To commemorate the Jesuit priest, on July 23 the Association “Journalists friends of Father Dall’Oglio” was established.

In Italian: Translation http://www.thezeppelin.org/padre-dalloglio-il-gesuita-rapi…/

Written by Valentina Baruda, translated by Mary Rizzo

You who talk about Syria without knowing anything about it.

You who talk in defence of the regime, saying that those who are revolting are Islamic Fundamentalists, manoeuvred by who knows which Western puppeteer.

You talk and talk, but never take into consideration – I don’t mean the farmers that have been slaughtered, or even the shepherds or the nomads who live in that land, but you ignore all the illuminated minds, all the revolutionaries, all the university professors (of a certain side), all the cartoonists, all the singers, all the actors and actresses, all the writers that are abducted, plummeted with beatings, tortured, assassinated. You don’t take any of that into consideration: it’s all fictitious.

Even the tortured flesh and blood of those who one recognises is “Zionist fakery”, for those of you who are creating a role for yourselves as experts of the Middle East.

If you are such experts on that country then you certainly know Paolo Dall’Oglio well. You will know his story, his strength, the place that he had renewed, certainly you know him!

You will have milked some goats in the highlands, you would have made incense with your own hands, or listened to your first mass in Arabic inside a tent. Before your eyes would be the brimming youthfulness and rebellion of that priest, like no other in the world.

A priest so unique and rare so well-loved in that land full of different religions, so in love with Islam and with his Christ… who now has become the enemy that the regime so dearly needs to defend itself from!

He will be expelled, after thirty years of building an extraordinary community: Paolo Dall’Oglio is a priest, yet, so very far from any conception of religious division.

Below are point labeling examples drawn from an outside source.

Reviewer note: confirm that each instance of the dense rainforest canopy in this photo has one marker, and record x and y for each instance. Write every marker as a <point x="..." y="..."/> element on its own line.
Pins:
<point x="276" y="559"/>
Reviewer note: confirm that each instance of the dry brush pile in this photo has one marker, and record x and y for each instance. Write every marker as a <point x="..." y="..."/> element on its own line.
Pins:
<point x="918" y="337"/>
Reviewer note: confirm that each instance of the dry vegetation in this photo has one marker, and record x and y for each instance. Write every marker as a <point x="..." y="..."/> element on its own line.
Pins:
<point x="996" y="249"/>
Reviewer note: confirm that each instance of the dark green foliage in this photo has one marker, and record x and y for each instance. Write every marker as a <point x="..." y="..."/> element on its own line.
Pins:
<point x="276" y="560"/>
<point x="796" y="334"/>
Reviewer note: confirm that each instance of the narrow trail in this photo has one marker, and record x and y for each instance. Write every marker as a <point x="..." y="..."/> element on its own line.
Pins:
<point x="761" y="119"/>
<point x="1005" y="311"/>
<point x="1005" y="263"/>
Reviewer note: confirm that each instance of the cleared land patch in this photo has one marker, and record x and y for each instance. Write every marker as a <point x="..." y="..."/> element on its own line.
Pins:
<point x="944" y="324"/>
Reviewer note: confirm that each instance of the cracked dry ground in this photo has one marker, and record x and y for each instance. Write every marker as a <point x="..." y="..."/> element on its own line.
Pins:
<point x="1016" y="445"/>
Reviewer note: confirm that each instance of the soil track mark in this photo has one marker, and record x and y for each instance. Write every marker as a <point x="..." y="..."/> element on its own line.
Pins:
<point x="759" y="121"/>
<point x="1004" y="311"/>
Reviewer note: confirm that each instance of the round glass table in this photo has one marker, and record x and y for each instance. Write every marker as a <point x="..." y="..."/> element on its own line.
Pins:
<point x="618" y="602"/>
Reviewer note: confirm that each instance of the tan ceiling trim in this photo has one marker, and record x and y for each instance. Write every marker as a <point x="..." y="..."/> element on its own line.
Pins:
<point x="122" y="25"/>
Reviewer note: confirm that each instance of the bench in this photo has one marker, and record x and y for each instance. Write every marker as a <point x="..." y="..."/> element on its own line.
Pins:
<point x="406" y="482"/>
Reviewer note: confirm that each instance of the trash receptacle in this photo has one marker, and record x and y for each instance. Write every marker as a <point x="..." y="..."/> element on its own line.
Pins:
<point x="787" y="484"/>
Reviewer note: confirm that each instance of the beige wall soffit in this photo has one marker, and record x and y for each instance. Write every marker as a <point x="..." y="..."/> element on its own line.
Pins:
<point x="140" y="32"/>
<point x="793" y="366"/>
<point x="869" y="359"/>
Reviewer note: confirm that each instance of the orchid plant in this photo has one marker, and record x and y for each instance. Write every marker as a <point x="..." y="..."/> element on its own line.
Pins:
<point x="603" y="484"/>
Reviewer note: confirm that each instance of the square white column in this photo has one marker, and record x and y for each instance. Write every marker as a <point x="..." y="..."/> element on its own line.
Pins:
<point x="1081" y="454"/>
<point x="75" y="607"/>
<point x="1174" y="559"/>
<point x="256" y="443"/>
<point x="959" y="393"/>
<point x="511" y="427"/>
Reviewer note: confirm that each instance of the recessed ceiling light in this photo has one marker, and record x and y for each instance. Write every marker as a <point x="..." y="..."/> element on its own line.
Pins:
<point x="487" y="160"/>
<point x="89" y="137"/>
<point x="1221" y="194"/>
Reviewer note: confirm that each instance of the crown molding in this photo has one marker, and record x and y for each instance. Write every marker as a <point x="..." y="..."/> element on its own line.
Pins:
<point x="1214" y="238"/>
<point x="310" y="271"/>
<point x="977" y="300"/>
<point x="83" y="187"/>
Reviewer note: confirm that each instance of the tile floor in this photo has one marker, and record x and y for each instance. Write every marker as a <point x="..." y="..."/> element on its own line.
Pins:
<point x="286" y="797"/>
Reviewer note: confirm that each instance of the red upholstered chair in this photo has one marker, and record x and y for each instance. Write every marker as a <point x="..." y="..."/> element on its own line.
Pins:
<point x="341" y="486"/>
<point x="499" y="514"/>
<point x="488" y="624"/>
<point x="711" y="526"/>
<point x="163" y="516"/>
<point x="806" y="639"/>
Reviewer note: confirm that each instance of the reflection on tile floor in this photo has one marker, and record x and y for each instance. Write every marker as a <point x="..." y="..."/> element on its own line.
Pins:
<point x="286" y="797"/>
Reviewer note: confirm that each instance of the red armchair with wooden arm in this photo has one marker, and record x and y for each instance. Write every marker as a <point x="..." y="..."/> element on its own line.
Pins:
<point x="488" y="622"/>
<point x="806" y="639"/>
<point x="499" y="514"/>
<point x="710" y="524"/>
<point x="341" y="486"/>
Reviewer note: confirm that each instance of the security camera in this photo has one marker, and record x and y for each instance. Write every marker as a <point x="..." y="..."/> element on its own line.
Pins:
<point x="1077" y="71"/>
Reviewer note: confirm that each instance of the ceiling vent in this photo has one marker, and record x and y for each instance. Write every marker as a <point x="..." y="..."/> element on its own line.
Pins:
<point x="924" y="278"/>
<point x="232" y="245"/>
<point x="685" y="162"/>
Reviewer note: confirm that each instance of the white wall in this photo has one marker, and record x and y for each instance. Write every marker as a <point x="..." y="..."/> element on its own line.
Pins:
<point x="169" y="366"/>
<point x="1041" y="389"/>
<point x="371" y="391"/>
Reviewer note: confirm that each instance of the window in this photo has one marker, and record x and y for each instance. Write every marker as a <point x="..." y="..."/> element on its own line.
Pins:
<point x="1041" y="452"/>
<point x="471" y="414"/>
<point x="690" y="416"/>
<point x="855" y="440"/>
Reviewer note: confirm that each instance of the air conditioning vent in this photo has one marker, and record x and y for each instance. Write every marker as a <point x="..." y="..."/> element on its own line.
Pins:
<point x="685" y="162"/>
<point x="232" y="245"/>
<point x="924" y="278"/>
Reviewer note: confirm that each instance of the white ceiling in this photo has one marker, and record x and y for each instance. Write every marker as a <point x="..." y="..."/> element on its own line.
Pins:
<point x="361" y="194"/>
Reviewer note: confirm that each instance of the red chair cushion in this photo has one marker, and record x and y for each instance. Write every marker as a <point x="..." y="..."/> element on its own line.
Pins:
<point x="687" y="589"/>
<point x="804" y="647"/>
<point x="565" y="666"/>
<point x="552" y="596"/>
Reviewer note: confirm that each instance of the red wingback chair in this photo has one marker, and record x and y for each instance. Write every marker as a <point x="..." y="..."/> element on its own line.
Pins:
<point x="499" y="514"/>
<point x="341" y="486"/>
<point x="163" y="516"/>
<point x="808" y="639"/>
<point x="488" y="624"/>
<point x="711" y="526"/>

In that monastery one will be able to witness Mohammed arm in arm with Christ: in that monastery, thanks to this extraordinary man, you could see with your own eyes the TRUE Middle East, what real Islam is, what is the true way to live on a land, to love it to respect it and to rebuild it with other concepts of freedom.

Now dear Father Paolo has been issued a mandate for expulsion and in his defence we see all the revolutionary components who have been moving within the Syrian territory in these months, almost all of them Islamic.

This has to make us understand something, even to those bigots who fill their mouths with utterances only about anti-imperialism that has a sound to it that is sterile and reactionary in the face of reality, that those who are dying in the dusty streets of my Syria do not have to be classified so recklessly as being Salafis or Muslim Fundamentalists, and those who are being banished are certainly not those who want to bring about religious strife and division and a civil war: but those arguments are merely the regime’s instruments to keep mouths flapping…

Everyone with a conscience is writing, shouting and demonstrating in the defence of Paolo Dall’Oglio, a Jesuit by pure chance, a revolutionary by birth.

ALL OF MY SOLIDARITY TO THE ONLY PRIEST IN THE WORLD WHO MADE ME LISTEN TO A MASS FROM ITS BEGINNING TO ITS END, WHO HAD OPENED HIS HOME TO ME, WHO HAD TAUGHT ME THINGS THAT SHALL NEVER BE FORGOTTEN.

A MAN THAT I DID NOT BELIEVE EXISTED, AND WHO NOW NEEDS ALL OF OUR SOLIDARITY!